Roasted Pork Belly with Mashed Sweet Potatoes, Zucchini and Roasted Onions
by Casa Argento
Mendoza, Argentina
At Casa Argento, we love to cook and host dinner parties, especially roasting and barbequing pork and beef. The bright fruits and natural acidity in our Cabernet Sauvignon cuts through the fat in the pork belly and makes for a perfect wine pairing. Served with hearty sweet potatoes and fresh grilled zucchini it's the perfect balanced meal to serve at your next dinner party with friends and family and enjoy with Argento Cabernet Sauvignon.
Serves 4 people
2.5 pounds Pork belly
2.5 pounds Sweet potatoes
50g Butter
½ teaspoon curry powder
2 Zucchinis
Olive oil
2 Onions
Salt & pepper
Pre-heat the oven to 425°F.
Pork belly
Score the pork skin and fat with a knife, and season the meat with salt and pepper.
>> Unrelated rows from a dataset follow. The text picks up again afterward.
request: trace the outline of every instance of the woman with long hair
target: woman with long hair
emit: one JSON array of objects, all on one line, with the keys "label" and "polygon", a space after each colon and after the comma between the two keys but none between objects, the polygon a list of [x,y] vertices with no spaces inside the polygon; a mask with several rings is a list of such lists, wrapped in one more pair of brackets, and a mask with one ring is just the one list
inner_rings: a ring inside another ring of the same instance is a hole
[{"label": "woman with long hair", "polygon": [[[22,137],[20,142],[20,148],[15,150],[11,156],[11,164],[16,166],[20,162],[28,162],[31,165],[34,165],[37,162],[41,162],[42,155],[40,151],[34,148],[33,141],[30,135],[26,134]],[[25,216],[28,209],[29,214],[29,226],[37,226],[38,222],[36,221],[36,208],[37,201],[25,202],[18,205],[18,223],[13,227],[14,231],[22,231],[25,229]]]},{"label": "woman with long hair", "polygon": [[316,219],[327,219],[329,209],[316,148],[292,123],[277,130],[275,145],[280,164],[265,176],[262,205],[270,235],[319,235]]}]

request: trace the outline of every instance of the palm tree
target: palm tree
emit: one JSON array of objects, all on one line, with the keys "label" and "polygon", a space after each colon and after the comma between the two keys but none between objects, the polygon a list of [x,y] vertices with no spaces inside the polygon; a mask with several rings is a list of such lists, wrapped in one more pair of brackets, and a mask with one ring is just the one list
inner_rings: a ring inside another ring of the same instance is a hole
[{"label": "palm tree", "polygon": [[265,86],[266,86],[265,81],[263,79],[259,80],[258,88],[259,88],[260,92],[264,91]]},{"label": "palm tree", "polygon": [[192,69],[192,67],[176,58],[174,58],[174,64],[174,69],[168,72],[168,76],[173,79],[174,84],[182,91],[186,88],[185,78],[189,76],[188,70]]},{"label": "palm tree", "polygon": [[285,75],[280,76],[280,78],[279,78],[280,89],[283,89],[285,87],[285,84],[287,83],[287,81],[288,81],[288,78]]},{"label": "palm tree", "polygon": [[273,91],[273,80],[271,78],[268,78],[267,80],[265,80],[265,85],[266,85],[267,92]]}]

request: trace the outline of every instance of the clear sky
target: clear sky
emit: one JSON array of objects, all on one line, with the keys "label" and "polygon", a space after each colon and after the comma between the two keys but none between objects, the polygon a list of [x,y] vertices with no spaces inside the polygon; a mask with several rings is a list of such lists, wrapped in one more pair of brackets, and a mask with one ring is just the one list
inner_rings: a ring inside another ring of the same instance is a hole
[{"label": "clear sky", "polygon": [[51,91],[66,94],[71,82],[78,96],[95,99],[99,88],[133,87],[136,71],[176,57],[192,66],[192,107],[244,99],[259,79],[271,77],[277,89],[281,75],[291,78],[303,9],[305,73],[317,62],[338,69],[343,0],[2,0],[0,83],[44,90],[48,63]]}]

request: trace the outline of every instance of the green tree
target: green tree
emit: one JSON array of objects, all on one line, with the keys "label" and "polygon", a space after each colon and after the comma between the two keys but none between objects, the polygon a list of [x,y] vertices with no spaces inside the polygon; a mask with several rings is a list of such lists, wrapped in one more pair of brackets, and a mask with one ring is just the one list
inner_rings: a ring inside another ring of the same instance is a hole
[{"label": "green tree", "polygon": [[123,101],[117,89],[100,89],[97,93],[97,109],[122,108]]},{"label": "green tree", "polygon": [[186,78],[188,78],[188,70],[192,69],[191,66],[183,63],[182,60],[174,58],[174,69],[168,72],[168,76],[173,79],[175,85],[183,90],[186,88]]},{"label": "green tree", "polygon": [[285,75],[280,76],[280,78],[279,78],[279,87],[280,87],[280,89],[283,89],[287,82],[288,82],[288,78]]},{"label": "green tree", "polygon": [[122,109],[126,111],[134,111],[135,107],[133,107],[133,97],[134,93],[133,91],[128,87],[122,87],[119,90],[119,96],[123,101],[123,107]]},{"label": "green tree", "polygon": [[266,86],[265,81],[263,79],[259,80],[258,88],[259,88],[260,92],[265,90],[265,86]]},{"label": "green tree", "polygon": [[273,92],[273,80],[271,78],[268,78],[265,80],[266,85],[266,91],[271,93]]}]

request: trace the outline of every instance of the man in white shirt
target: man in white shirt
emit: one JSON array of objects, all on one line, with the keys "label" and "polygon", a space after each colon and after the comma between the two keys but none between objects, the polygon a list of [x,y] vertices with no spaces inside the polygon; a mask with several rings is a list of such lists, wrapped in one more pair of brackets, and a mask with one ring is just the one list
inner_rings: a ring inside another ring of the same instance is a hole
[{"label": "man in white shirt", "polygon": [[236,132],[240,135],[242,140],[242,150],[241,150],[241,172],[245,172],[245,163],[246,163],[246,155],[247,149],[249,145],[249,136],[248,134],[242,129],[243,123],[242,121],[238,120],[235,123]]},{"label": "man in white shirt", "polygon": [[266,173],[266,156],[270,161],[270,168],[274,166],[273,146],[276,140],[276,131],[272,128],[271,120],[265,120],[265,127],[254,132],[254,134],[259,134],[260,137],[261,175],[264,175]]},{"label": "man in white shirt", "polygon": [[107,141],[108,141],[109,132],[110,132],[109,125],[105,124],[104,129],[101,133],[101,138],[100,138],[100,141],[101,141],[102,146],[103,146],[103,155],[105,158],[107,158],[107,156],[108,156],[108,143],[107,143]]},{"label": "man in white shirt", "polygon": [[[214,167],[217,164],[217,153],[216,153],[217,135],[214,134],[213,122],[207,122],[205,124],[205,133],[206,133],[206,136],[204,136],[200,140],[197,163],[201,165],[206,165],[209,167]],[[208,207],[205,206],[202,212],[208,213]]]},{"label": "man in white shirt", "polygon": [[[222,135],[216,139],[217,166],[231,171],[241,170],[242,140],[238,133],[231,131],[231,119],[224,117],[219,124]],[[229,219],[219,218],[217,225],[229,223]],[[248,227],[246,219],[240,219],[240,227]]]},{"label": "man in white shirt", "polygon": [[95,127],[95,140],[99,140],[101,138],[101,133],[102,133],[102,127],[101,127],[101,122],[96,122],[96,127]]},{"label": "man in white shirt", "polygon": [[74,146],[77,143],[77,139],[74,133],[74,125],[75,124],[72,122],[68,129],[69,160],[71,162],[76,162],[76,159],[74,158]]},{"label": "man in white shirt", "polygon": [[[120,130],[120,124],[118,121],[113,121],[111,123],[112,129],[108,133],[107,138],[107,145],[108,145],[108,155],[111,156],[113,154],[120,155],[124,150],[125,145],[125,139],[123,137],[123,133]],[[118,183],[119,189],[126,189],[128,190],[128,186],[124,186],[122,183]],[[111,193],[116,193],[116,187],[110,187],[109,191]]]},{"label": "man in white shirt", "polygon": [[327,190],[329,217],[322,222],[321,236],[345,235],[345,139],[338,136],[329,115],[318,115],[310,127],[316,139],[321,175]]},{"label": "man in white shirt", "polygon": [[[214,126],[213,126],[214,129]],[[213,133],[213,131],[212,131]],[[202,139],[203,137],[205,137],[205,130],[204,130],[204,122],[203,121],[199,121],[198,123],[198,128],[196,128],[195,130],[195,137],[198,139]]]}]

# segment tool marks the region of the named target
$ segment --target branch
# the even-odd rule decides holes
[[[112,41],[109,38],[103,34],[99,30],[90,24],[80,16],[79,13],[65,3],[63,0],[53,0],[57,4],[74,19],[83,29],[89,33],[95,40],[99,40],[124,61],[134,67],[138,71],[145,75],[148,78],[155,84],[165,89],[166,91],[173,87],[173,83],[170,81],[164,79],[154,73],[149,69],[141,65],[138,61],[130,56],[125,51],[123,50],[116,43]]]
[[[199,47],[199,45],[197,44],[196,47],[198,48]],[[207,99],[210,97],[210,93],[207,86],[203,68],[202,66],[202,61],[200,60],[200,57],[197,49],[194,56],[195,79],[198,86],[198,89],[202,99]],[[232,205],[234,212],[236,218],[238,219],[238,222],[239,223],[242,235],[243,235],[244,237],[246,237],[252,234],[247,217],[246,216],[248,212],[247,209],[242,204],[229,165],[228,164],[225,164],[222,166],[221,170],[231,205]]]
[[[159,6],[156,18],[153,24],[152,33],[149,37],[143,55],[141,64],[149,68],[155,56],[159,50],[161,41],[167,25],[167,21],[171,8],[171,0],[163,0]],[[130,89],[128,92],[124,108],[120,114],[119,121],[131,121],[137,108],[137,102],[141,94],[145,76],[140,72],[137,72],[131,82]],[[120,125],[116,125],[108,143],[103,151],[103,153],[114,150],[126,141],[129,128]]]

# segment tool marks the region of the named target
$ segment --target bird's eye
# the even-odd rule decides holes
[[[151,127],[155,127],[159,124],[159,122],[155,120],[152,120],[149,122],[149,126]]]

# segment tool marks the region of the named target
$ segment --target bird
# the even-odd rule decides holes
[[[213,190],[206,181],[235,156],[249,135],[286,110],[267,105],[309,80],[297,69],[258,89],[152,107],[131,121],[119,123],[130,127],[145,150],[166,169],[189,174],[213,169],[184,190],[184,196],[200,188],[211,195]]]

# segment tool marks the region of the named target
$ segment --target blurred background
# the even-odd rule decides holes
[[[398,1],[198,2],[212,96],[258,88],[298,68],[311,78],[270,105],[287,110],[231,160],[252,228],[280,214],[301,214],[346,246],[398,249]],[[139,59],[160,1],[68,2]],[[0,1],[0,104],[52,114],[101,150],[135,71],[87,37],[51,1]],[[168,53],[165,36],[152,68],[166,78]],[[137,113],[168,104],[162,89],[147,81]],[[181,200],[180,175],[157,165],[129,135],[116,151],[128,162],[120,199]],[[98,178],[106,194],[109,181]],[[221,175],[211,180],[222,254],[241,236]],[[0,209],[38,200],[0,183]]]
Roast the pork for 30 minutes, until the skin puffs and starts to turn into crackling. Reduce heat to 355°F and roast for another hour.
Mashed sweet potatoes
Place the sweet potatoes on a baking tray and roast for approx 1 hr 20 minutes at the same heat as the Pork. Once the potatoes are cooked, leave to cool slightly so you can hold them in your hands easily and then using a knife gently peel away the skin and mash together with the butter and curry powder.
Zucchini strips
Using a vegetable peeler, peel the zucchinis lengthways into thin slices. Place the slices on an oiled greaseproof paper-lined baking tray. Brush the zucchini slices with olive oil, and season with salt and pepper. Place in the oven and bake until they become slightly golden in color.
Roasted onions
Roast the onions (with the skins on) in the oven until soft. Then peel and cut into quarters.
Once the pork is cooked, slice into 4 portions. Layer the zucchini slices on the plate and place the pork on top with a portion of mashed sweet potato and 2 quarters of roasted onion.